But it doesn’t have to be that way: In PEI and Quebec, less than 11 percent of children live in child care deserts.
The range of child care coverage rates also varies widely by city and argues for both the need for rapid expansion and to target it in specific places.
For example, there are seven licensed spaces for every 10 younger children in Whitehorse, Charlottetown, and the island of Montreal. But there are only two spaces for every 10 children in Saskatoon, Regina, Kitchener, and Vancouver. In cities, downtowns are often well-served, while suburban areas are child care deserts.
The difference between rural and urban communities shows again why increasing the number of child care spaces is so urgent. There are huge shortages of licensed spaces in basically every rural postal code in Manitoba, Saskatchewan, Alberta, and Newfoundland. And yet again, Quebec, with only 16 percent of its rural children living in child care deserts, shows that services can be better provided.
Since fees have already fallen – and will continue to until $ 10 a day is reached in 2025 – the debate will now shift to spaces and waitlists. A rapid expansion of the sector is imperative to obtain many of the economic goals of a national system. After all, we can’t increase women’s participation in the labour force, economic growth or tax revenues (from more people working) unless we have lower fees AND enough child care spaces.

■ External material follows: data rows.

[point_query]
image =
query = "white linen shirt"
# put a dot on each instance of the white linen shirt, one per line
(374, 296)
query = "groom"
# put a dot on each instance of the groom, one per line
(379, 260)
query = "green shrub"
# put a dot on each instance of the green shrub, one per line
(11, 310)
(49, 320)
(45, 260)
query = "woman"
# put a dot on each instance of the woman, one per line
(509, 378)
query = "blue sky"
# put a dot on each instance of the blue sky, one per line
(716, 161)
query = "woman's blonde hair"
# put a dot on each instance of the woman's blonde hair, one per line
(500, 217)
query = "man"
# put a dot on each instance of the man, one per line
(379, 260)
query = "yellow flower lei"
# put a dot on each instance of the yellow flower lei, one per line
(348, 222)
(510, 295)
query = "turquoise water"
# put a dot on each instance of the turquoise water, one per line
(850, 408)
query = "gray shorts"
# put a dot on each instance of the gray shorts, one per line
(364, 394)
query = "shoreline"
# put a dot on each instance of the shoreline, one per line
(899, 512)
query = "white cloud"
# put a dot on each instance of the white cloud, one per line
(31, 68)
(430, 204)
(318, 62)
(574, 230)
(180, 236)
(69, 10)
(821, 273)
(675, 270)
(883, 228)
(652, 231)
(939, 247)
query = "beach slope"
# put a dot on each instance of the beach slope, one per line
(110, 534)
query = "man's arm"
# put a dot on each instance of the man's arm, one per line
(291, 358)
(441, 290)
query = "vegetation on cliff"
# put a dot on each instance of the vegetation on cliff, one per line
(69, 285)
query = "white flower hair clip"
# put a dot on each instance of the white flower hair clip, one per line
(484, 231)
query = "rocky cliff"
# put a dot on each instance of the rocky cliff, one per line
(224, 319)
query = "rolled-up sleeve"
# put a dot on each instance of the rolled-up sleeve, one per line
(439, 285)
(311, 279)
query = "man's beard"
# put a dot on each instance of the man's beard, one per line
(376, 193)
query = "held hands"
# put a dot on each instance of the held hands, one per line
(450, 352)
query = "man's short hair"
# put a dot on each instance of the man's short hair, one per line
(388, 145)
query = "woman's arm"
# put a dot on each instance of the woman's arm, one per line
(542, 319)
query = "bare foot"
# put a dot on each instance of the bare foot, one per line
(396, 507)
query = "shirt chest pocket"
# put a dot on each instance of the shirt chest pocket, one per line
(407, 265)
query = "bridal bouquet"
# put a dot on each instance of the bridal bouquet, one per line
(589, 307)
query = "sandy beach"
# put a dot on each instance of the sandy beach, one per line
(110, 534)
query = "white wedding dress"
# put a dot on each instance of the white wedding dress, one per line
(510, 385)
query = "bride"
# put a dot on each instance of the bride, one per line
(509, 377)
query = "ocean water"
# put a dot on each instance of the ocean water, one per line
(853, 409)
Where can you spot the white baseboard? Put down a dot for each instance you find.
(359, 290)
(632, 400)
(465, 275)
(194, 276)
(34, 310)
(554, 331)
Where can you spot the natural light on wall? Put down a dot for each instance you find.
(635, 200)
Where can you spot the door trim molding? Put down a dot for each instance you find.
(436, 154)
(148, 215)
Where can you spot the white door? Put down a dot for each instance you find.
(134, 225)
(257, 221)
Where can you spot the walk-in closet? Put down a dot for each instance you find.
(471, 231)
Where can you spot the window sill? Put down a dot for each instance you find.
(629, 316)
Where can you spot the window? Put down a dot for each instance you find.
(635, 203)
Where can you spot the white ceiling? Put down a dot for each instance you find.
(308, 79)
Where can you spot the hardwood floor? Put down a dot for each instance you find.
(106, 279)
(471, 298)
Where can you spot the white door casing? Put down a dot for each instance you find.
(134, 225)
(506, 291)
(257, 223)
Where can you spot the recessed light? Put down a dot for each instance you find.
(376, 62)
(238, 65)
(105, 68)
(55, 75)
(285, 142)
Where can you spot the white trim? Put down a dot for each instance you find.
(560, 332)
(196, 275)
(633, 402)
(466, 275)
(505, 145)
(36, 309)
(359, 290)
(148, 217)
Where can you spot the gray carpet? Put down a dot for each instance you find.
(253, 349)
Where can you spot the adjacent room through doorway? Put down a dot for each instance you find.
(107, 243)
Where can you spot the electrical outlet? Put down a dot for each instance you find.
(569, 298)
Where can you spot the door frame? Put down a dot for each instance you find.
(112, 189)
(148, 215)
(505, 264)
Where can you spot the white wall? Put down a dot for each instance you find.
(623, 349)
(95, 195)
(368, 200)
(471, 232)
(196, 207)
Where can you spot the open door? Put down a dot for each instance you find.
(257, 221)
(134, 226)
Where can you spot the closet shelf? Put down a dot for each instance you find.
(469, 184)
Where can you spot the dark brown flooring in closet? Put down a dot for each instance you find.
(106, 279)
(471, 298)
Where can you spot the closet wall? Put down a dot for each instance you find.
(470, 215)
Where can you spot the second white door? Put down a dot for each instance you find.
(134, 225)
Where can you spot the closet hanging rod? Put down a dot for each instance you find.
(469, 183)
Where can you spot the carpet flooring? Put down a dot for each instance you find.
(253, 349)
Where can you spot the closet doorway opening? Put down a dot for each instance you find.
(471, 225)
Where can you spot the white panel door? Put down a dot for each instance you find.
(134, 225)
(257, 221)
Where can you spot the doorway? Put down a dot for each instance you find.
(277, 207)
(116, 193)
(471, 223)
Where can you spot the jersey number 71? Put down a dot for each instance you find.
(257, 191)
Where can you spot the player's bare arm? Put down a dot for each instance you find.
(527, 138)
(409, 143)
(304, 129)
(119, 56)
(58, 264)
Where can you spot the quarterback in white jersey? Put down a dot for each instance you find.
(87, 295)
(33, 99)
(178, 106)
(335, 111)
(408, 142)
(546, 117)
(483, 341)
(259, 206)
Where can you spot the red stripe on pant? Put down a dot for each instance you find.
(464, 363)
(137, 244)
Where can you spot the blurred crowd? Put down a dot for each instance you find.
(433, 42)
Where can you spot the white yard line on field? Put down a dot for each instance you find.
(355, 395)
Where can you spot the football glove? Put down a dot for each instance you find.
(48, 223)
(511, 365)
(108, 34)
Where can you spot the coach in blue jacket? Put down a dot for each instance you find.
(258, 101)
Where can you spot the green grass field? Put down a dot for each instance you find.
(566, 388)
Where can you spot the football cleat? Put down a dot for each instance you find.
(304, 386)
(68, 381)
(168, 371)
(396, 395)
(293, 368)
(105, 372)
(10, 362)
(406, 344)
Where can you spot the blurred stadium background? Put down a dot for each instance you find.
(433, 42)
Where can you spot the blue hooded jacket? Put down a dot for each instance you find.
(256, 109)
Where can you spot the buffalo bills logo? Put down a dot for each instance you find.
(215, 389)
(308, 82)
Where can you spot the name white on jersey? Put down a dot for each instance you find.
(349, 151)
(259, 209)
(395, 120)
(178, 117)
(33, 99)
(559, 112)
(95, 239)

In many ways lowering fees was the easy part. The hard part is building out the system.
Capital dollars for constructing buildings or renovating spaces to be child care centres will increasingly be needed, but staffing is the vital and under-appreciated, component.
Anyone who’s worked in the sector knows that child care workers are poorly paid and often only employed part-time. Plenty of folks have gotten the qualifications but only worked briefly in the sector before realizing they couldn’t make a career of it as wages are just too low. Unless this changes, staff retention will be the most significant impediment to building a national child care system.
Finally, we have to change how we think about child care from something businesses provide according to their economic priorities to something we establish according to society’s needs. That would mean placing them where the children are, thereby eliminating child care deserts.
After all, you don’t build schools where it’s more convenient for the school principal. You build schools where the kids are, and you manage that process very publicly. The same should be true for child care centres, with cities, the provinces and the federal government working together.
If making high-quality child care accessible to all Canadian families is our goal, we must plan rationally to expand public, licensed child care spaces and make child care deserts a thing of the past.
David Macdonald is a senior economist at the Canadian Centre for Policy Alternatives.